Safari will not store or open local HTML, XML, or script files, and in fact, iPhone allows users no access to its storage at all. Even the cheapest iPod can be accessed as a USB storage device, but arbitrary file system access to iPhone is prohibited. The only path between your PC or Mac and your iPhone is a USB cable and a copy of iTunes.
iPhone hang-ups
iPhone is barely passable as a phone, with an extremely weak speaker, comparatively poor signal clarity, and radio frequency interference so powerful that when I tried to attach an iPod voice recorder, iPhone would not support it but still suggested that I shut down the wireless features (activate Airplane mode) to reduce interference.
I can't overstate the interference issue. I'm wearing a pair of noise-reducing headphones, and whenever iPhone polls for e-mail or checks in with the cell tower, I pick up the buzzing and chirping familiar to BlackBerry users who set their devices down too close to the bedside radio. But iPhone's interference can be heard through a tuned-in FM radio from a fair distance away. It is loud. Steve Jobs attributed iPhone's delay to market to FCC testing. I can understand why.

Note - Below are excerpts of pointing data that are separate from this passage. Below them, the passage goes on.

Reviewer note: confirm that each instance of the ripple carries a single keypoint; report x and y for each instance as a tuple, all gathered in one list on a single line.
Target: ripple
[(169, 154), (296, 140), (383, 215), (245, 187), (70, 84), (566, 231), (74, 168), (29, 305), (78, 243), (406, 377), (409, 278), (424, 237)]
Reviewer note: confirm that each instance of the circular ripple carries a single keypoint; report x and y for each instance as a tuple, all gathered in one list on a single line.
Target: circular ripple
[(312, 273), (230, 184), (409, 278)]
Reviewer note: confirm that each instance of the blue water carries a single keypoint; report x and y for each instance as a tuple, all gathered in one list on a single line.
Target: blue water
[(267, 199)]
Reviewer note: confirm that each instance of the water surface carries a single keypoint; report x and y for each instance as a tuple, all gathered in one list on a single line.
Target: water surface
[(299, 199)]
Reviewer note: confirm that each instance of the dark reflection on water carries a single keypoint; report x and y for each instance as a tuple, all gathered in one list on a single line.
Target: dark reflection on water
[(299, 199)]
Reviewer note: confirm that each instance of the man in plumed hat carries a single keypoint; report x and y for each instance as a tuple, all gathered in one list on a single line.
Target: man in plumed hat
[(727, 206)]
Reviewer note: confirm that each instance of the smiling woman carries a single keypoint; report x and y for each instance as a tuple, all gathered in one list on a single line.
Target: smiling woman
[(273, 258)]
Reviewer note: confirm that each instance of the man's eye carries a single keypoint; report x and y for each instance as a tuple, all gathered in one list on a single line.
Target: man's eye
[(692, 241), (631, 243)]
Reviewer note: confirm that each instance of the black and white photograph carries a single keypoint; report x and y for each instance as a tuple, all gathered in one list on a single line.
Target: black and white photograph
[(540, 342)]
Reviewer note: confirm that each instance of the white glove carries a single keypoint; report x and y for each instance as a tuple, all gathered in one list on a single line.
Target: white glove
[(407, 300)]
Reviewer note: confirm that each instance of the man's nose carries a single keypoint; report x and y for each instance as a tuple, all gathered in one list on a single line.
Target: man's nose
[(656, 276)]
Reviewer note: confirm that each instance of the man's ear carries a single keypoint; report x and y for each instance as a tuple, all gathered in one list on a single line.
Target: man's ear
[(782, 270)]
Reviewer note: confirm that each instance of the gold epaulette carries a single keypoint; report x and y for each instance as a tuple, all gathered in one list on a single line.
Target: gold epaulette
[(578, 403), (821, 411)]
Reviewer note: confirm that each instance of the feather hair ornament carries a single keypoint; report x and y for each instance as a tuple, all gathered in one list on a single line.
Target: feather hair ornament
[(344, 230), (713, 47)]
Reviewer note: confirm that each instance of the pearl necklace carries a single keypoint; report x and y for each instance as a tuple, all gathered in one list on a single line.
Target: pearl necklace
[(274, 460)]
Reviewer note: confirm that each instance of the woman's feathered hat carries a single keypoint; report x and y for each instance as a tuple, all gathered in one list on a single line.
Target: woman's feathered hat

As a phone, iPhone is stunningly innovative in some very practical ways. Its dial pad is big and easily readable. Each digit you dial lights a halo around your fingertip when you make contact. That contact requires only a feather touch, and you can easily dial and scan your Contacts database with your thumb (although it's optimized for righties). For quiet times, a flip of a side-panel switch kills the speaker, not just the ringer — Apple got this right — and activates the first truly silent vibrating motor I've encountered in a phone. People won't be able to tell how you knew you had a call coming in. That's the fringe benefit of a virtually seamless case.
Answering an incoming call is supposed to be as easy as raising your iPhone to your head. That never worked for me, but your head may vary. In any case, if you add up what iPhone does, and what it's supposed to do, it appears you have a phone that you can operate one-handed and safely answer in the car. But no. iPhone lacks voice dialing or commands, so you can't use the phone truly hands-free.
While you're on the phone, even the freshest face will leave an oily smear on the display, and during every call, you're bouncing a hypersensitive touchscreen full of active buttons against your face. The side of my face matches the contour of the phone, but an assistant with more angular features was always muting his call with his cheekbone.
iPhone, being thin and slippery when wet, is a phone that you will drop, and often, and you'll have fun pinching its skinny head out of your pocket or purse before it stops ringing. Apple bundles a headset made of iPod earbuds with a cord-mounted microphone. The stereo 'buds sound good, and hitting the mic switch will kill the music and take a call, but this is not professional grade, and iPhone's 1/8-inch diameter headset jack is fitted for headphones, not an industry-standard telephone headset. Every iPhone buyer will need a Bluetooth headset and a holster or slipcover of some kind; be sure to audition both before you leave the showroom because compatibility is not assured in either case.